Aufgrund dessen sollten die Dosen nur im Freien geöffnet werden, am besten sogar unter Wasser. Dafür sticht man mit einem Dosenöffner ein kleines Loch in die Dose, damit der Gärgasdruck entweichen kann. Doch Vorsicht – der Sud kann durch den Druck fontänenartig herausspritzen, im Wasser wird dieses Phänomen aber gebändigt. Der Gestank nach Exkrementen ist wohl auch noch 50 Meter weiter zu riechen. Wer die Dose öffnet, sollte also starke Nerven haben.

Der in der Dose enthaltene Fisch sollte rosa und auf keinen Fall gräulich sein, zudem sollte er nicht sofort verzehrt werden. Vielmehr wird er vorher gesäubert und dafür eine Stunde in Wasser gebadet, wobei das Wasser mehrfach gewechselt werden sollte. Die Schweden essen ihren Surströmming mit einer Scheibe „Tunnbröd“, einem süßlichen Brot, mit Butter, Zwiebeln und Kartoffel. Eine Tunke aus saurer Sahne komplettiert die Mahlzeit. Dazu wird Bier oder Milch gereicht. Um den gewöhnungsbedürftigen Geschmack zu vertreiben, spülen viele mit Aquavit oder anderem Schnaps nach.  

Schwalbennester

Tippt man „Schwalbennest essen“ in eine Suchmaschine ein, dann gibt es Rezepte für Schwalbennest mit Kartoffelbrei und Gemüse. Wer schon Sorge hat, was sich dahinter verbirgt, sei fürs erste aber beruhigt: Die Zutatenliste verrät: Es hat etwas mit Schnitzel zu tun. Allerdings gibt es als Suchantwort auch „Schwalbennest essen China“. Dahinter verbirgt sich etwas, was tatsächlich mit einem Schwalbennest zu tun hat.

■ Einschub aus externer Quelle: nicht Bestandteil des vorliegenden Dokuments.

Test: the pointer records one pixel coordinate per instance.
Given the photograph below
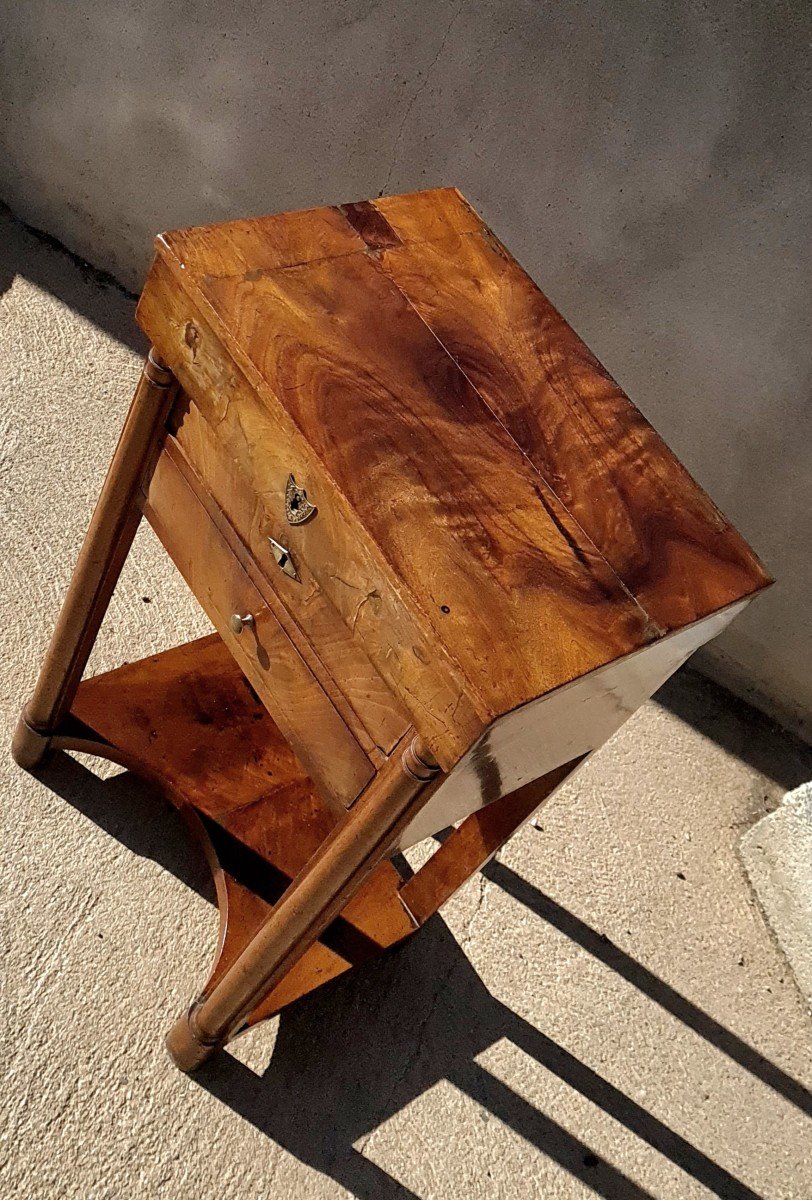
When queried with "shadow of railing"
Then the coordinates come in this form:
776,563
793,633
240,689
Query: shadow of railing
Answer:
353,1055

Schwalbennestersuppe gilt als eine der teuersten Spezialitäten der chinesischen Küche. Nester der Salanganen, einer Unterart der Mauersegler, werden als Suppe zubereitet. Diese bestehen hauptsächlich aus deren eiweißhaltigem, zähen Speichel. Die weißen Nester sind besonders beliebt, es gibt aber auch die so genannten schwarzen Schwalbennester, in die die Salanganen ihre dunklen Federn eingearbeitet haben.

Vor der Zubereitung werden die Nester gründlich gereinigt und in Wasser aufgequollen. Dann werden sie mit Kalbfleisch in Hühnerbrühe gegart, wobei sie sich auflösen, gelatineartig werden und diese Konsistenz der ganzen Suppe verleihen.

Die Schwalbennester sind weniger aufgrund ihres Geschmacks so teuer – dieser ist sehr mild – als vielmehr aufgrund der Unwägbarkeiten beim Sammeln. Die Salanganen nisten in Höhlen an Felsküsten, in luftiger Höhe. Sammler müssen dabei bis zu 90 Meter hoch klettern, um an die Nester heranzukommen.